Orientation Sensitive Nonlinear Growth of Graphene: A Geometry-determined Epitaxial Growth Mechanism

TL;DR

This paper reveals that the nonlinear growth of graphene on various metal substrates is primarily governed by geometric factors rather than specific carbon-metal interactions, enabling accurate predictions of epitaxial growth behavior.

Contribution

It introduces a geometry-determined kinetic Monte Carlo model that explains the orientation-sensitive growth of graphene across different substrates.

Findings

Growth kinetics are dictated by substrate geometry, not chemical interactions.

Lattice mismatch patterns influence macroscopic epitaxial growth.

The model accurately predicts graphene growth on Ir(111) surface.

Abstract

Although the corresponding carbon-metal interactions can be very different, a similar nonlinear growth behavior of graphene has been observed for different metal substrates.
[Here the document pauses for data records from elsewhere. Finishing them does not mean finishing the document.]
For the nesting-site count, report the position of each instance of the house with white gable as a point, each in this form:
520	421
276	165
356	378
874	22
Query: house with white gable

To understand this interesting experimental observation, a multiscale $\lq\lq$standing-on-the-front" kinetic Monte Carlo study is performed. An extraordinary robust geometry effect is identified, which solely determines the growth kinetics and makes the details of carbon-metal interaction not relevant at all. Based on such a geometry-determined mechanism, epitaxial growth behavior of graphene can be easily predicted in many cases. As an example, an orientation-sensitive growth kinetics of graphene on Ir(111) surface has been studied. Our results demonstrate that lattice mismatch pattern at the atomic level plays an important role for macroscopic epitaxial growth.